Introduction: Pulmonary fibrosis (PF) is an important commonality in pathogenesis of interstitial lung diseases, and pulmonary hypertension (PH) is a well-recognized severe complication of PF. Both significantly impact patients’ survival and functional status, but without validated treatments. In the lung, parenchymal and vascular remodeling share pathomechanisms, mainly including excessive proliferation and resistance to apoptosis of fibroblasts (LFs) and pulmonary arterial smooth muscle cells (PASMCs). In cancer, sustained cell proliferation is ensured, in part, by a fine tuning of cell cycle and DNA repair machinery, of which checkpoint kinases (CHK1 and CHK2) are critical regulators. They are upregulated in cancer and their inhibition are currently tested in clinical trials. However, these pathways have never been explored in PF-PH. We thus hypothesized that CHK1/2 are upregulated in PF and contribute to both fibrotic and vascular lesions in PF-PH patients. Methods and Results: Increased DNA damage (γH2Ax and p(S4/S8)-RPA32) as well as augmented expression and activity of CHK1/2 was observed by WB in lung and isolated LFs from PF patients compared to controls (p<0.05, n=8~15 per group) with marked expression in fibroblastic foci. Similarly, increased levels of CHK1/2 and DNA damage were detected by WB and IF in remodeled pulmonary arteries (PA) of PF patients with or without PH. Similar findings were noted in mice exposed to bleomycin. In isolated PF-LFs and PASMCs, dual inhibition of CHK1/2 using MK-8776 and LY2606368 significantly reduced expression of TCTP and RAD51 (two factors required for efficient DNA repair), leading to exacerbation of DNA damage and resulted in reduced cell proliferation (Ki67 labeling, WB PCNA) and resistance to apoptosis (Annexin V assay, WB Survivin).

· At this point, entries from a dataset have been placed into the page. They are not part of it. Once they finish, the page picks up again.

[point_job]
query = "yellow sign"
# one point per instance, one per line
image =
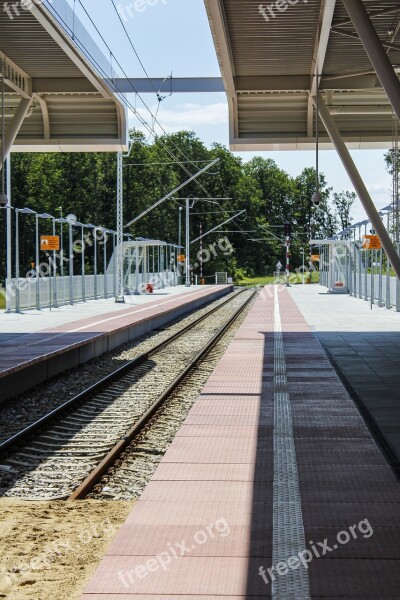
(371, 242)
(50, 242)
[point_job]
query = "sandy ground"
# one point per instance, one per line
(48, 550)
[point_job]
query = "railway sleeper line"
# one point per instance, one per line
(35, 465)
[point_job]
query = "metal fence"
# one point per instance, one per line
(364, 274)
(51, 292)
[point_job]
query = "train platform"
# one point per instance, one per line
(273, 487)
(364, 345)
(37, 345)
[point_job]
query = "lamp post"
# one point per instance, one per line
(23, 211)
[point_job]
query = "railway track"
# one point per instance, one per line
(82, 438)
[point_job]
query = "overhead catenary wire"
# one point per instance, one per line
(125, 101)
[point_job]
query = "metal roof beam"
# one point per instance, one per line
(321, 47)
(14, 77)
(374, 48)
(354, 36)
(62, 85)
(374, 14)
(358, 183)
(15, 126)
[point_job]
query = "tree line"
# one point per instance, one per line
(85, 184)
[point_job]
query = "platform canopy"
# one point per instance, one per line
(269, 54)
(56, 94)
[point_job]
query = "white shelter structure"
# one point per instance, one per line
(147, 262)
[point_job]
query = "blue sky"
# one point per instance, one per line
(174, 36)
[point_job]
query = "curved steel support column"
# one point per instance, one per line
(376, 53)
(358, 183)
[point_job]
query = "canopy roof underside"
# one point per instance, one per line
(72, 107)
(268, 62)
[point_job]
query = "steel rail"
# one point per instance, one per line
(87, 486)
(87, 394)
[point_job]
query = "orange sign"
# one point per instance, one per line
(371, 242)
(50, 242)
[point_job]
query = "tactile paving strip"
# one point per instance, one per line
(288, 528)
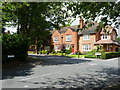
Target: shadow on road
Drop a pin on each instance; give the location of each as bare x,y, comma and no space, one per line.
59,60
25,70
102,80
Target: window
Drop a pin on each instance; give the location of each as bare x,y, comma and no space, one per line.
113,37
87,37
67,46
57,47
104,36
68,38
55,39
86,47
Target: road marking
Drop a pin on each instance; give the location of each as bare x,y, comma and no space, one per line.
92,63
38,76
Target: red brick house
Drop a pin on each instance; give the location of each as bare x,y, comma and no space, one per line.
85,40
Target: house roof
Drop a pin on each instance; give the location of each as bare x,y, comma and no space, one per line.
89,30
64,29
107,42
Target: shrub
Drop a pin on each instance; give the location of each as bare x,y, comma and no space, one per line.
90,56
43,52
16,45
68,51
109,55
77,53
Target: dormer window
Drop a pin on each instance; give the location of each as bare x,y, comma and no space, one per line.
68,38
55,39
87,37
104,36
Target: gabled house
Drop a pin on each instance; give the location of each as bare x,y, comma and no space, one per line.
85,40
65,38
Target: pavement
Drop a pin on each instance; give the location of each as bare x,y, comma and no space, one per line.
65,72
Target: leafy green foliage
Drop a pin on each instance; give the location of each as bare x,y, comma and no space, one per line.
43,52
109,55
16,45
68,51
91,10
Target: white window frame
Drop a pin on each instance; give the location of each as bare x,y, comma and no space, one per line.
68,38
56,39
67,46
57,48
113,37
86,47
86,37
104,37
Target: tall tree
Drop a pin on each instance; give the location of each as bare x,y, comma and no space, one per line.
91,10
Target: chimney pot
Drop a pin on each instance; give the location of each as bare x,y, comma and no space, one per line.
81,23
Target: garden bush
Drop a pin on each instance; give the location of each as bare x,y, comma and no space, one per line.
90,56
43,52
68,51
109,55
16,45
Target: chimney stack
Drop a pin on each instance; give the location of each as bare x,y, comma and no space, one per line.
81,23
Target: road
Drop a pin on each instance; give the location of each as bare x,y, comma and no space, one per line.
64,72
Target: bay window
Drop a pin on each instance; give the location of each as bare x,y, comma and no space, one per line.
86,37
68,38
55,39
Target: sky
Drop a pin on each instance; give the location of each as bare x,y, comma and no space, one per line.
76,22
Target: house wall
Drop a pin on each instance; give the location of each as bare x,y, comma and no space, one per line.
111,35
56,33
98,35
62,38
74,39
91,42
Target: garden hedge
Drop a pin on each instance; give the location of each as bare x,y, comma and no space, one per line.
16,45
109,55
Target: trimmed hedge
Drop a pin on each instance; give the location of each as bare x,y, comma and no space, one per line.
90,56
109,55
16,45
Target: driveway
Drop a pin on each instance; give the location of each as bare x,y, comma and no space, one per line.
64,72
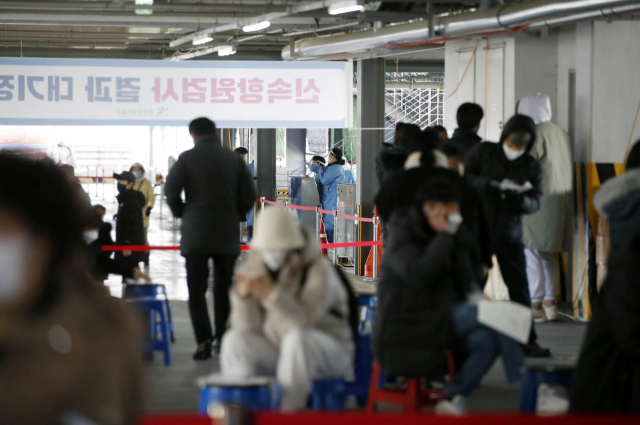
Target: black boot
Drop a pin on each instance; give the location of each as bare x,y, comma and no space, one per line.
203,352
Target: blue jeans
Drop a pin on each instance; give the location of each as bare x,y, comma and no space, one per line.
484,345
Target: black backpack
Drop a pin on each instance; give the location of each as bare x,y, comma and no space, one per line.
352,300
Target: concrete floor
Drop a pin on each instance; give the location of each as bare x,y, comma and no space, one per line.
172,388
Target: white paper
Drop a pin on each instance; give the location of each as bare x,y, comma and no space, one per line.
506,317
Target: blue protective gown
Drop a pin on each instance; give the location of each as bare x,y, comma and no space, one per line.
330,177
317,169
348,177
250,213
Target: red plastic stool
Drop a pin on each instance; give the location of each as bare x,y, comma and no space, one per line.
413,397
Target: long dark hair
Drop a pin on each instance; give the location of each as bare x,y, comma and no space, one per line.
39,193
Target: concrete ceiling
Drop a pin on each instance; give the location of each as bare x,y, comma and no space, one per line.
112,28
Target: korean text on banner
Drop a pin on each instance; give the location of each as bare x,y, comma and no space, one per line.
136,92
509,318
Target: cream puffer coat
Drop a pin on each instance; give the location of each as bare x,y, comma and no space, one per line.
146,187
320,303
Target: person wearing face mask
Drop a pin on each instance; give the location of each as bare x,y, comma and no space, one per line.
509,183
244,153
427,293
68,353
330,176
145,187
97,234
129,225
290,312
317,166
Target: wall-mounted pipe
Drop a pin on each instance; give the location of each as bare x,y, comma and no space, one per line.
505,17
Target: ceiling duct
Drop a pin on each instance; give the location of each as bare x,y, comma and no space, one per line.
500,18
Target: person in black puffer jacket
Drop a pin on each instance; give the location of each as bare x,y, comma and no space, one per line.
495,170
430,274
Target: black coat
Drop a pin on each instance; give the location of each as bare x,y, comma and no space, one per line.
464,141
423,272
607,378
219,191
400,192
129,225
487,163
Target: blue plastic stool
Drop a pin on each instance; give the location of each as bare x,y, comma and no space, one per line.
328,394
363,356
152,290
534,375
155,308
254,393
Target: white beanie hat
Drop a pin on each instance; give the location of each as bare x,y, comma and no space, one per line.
277,230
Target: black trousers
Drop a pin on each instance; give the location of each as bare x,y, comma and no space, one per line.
513,266
197,281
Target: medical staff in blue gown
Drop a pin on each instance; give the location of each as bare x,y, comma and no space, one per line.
330,176
317,166
244,153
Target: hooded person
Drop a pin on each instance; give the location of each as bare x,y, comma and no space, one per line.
145,187
618,200
430,273
330,176
289,315
129,224
549,230
509,183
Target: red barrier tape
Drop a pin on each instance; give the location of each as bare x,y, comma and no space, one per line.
357,418
141,248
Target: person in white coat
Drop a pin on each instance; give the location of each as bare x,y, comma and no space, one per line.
289,312
548,231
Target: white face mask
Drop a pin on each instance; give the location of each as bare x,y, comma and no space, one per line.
454,221
511,154
90,236
13,253
274,259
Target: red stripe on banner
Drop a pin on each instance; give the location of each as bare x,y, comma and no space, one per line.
351,217
139,248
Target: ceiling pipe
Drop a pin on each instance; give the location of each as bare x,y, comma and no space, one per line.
501,18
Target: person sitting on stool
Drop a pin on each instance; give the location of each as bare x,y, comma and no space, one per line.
289,314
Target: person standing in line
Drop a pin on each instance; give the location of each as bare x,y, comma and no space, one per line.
549,230
129,225
465,137
509,183
330,176
219,191
146,188
244,153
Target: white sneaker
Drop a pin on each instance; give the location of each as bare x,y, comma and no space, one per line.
551,313
539,315
455,407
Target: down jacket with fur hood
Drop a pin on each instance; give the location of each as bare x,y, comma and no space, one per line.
320,302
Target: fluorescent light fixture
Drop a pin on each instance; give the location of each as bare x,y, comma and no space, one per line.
227,50
346,6
202,40
256,27
144,3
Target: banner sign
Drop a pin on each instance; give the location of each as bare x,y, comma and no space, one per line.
149,92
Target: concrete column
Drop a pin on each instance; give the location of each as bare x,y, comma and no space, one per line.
296,148
266,162
370,114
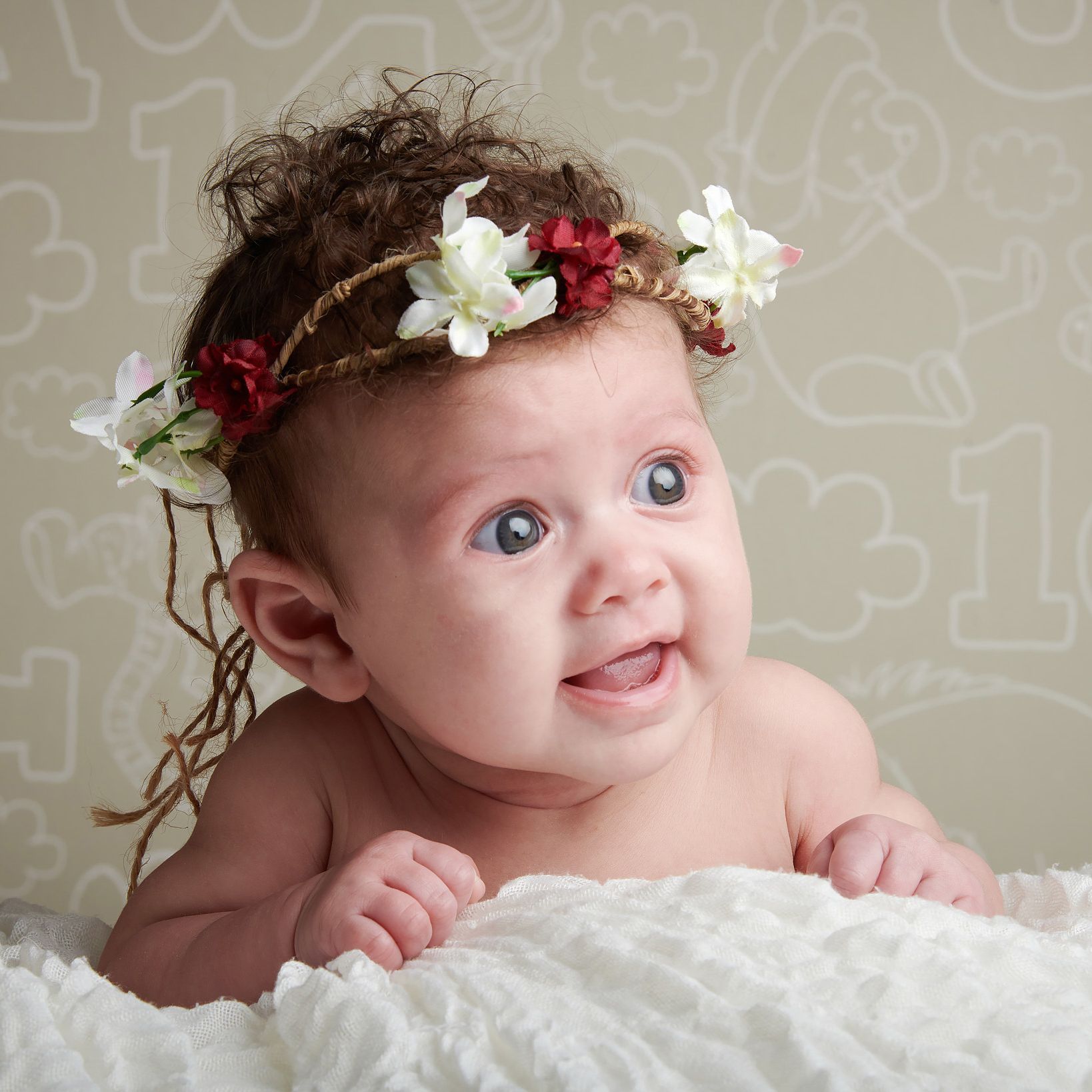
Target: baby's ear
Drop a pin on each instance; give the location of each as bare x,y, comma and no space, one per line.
289,615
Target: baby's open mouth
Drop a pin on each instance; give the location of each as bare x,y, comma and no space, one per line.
626,672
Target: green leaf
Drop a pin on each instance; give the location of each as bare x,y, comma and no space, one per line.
200,451
684,255
163,434
152,391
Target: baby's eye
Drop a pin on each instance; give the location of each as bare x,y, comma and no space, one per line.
513,531
665,484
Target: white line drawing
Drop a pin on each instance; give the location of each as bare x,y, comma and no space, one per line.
1075,330
145,149
684,69
871,501
41,857
222,10
517,37
1083,559
995,163
968,719
32,398
53,677
1004,521
47,243
1020,59
877,155
111,547
35,58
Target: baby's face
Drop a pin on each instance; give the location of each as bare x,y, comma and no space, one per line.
521,525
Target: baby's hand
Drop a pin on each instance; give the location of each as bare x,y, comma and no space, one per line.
397,895
877,852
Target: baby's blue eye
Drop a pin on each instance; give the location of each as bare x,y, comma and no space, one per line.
666,484
513,531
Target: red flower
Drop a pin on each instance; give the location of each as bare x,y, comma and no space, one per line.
236,383
589,255
711,339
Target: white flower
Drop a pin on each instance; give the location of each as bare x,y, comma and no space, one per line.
467,286
123,424
737,263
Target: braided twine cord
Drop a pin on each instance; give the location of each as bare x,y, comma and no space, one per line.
627,279
235,657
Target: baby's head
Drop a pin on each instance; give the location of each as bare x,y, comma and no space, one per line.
543,511
449,537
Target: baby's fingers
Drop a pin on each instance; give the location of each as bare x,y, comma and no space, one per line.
953,886
854,862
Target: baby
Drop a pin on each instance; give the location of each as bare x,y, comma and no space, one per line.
487,527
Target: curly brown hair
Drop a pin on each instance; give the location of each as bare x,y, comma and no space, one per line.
301,209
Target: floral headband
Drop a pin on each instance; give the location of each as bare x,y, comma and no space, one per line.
471,291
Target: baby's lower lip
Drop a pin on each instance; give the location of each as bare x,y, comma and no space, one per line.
657,691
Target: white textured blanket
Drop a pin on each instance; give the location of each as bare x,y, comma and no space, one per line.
724,979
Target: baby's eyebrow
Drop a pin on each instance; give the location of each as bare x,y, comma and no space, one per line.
450,491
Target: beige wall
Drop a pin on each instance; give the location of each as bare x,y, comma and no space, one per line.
907,440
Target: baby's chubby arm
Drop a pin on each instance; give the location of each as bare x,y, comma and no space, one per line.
847,823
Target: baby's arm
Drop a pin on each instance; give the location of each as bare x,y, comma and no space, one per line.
833,781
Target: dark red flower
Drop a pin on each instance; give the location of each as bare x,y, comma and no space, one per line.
711,339
589,255
236,383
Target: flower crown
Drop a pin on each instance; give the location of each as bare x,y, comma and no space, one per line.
479,282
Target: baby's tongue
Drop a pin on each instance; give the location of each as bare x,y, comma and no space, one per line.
633,669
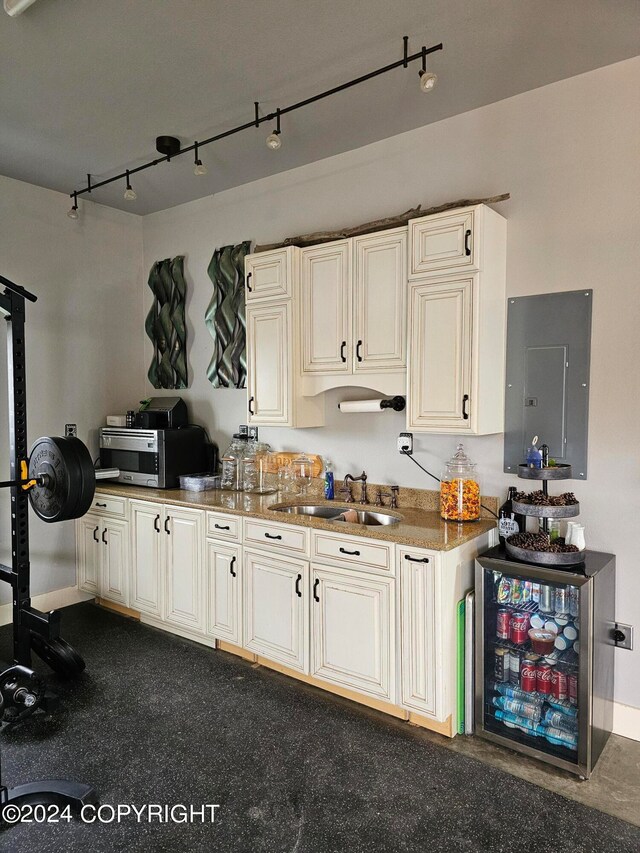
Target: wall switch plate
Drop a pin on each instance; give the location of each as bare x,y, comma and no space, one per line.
405,442
623,636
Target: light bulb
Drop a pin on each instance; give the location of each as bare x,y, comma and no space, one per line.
427,80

Furthermore, inhibition of CHK1/2 mitigated the hyper-activated state of PF-LFs, as illustrated by reduced expression of FN, CTGF, and pSTAT3 (WB). Similar results were observed in control LFs exposed to TGF-β1; all p<0.05. Conclusions: Our data provide compelling evidence that CHK1/2 are involved in lung fibrogenesis and PA remodeling in PF. Current experiments aim to determine whether CHK1/2 inhibitors elicit beneficial effects in animal models of PF-PH.